Activist Alaa Abd El Fattah was arrested in his home at around 10 pm on Thursday. For two hours his location was unknown, but lawyers are now reporting that he is being held in a Central Security Forces barracks on the Cairo-Alexandria desert road.
His wife Manal told Mada Masr that she was asleep when Abd El Fattah woke her, saying the police had arrived. Seconds later, 20 men — some of whom were masked and carrying heavy arms — broke the door down, entered the house and began confiscating the family’s computers and mobile phones. When Abd El Fattah asked to see the arrest warrant, they beat him and slapped Manal across the face, she said.
Abd El Fattah was then taken out of the house and put in a microbus. A neighbor saw an officer sitting on top of Abd El Fattah to restrain him, Manal continued.
The couple’s two-year-old son slept through the raid.
Earlier in the day, Abd El Fattah and other activists were summoned to appear before the prosecutor general Saturday for questioning about their role in inciting protests in front of the Shura Council on Tuesday. Ahmed Maher, founder of the April 6 Youth Movement, was also summoned.
A warrant for Abd El Fattah’s arrest had been issued Wednesday, after which he announced in a statement published on his Facebook page that he would turn himself in to the Qasr al-Nil office of the prosecutor general at noon on Saturday. He then went to Downtown and spent time with fellow activists to show his face publicly as a way of expressing that he is not in hiding and is willing to confront the charges against him.
Also on Thursday, 24 individuals arrested during Tuesday’s protests were remanded to prison for another 15 days pending investigations, reported the privately-owned newspaper Al-Masry Al-Youm. They are accused of obstructing traffic and assaulting police officers.
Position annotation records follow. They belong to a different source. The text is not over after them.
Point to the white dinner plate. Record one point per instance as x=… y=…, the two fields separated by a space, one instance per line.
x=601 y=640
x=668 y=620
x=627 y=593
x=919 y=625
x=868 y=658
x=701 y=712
The defense team for the activists refused to proceed with the case on Thursday, in an act of protest against what they say were acts of torture committed by the police in New Cairo police stations. They demanded that the forensic officials record the detainees’ injuries.
The defendants have denied all charges levied against them, and began an open-ended sit-in in prison.
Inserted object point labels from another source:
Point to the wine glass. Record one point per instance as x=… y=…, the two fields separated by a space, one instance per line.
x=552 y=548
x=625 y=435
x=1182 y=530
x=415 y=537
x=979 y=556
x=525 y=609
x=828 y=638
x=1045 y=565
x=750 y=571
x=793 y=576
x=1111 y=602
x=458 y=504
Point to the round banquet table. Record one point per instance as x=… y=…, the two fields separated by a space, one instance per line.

Dozens of activists and family members of the detainees gathered in front of the Abdeen Criminal Court, chanting against the Ministry of Interior and drawing graffiti on the walls of the courthouse.
In a phone interview with the program “90 Minutes” on the privately owned Mehwar television channel, Deputy Prime Minister Hossam Eissa said that the government is committed to the new Protest Law, and that the police forces had every right to arrest 26 female protesters on Tuesday because they insulted them.
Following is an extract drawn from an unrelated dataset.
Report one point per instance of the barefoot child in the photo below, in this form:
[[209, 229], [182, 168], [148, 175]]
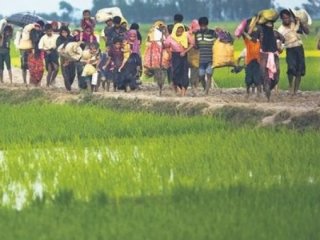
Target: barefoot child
[[5, 57], [116, 58], [90, 71]]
The women were arrested during the No to Military Trials protest on Tuesday, and were reportedly beaten, forced into a police van, and finally dumped on the May 15 Road late Tuesday evening near Helwan.
Abd El Fattah was jailed under Hosni Mubarak’s regime for 45 days and again by the Supreme Council of the Armed Forces in 2011, when he remained in jail for almost two months. He also faced charges under Mohamed Morsi’s government in 2013, along with popular satirist Bassem Youssef, in what many perceived as politicized charges used as an intimidation tactic.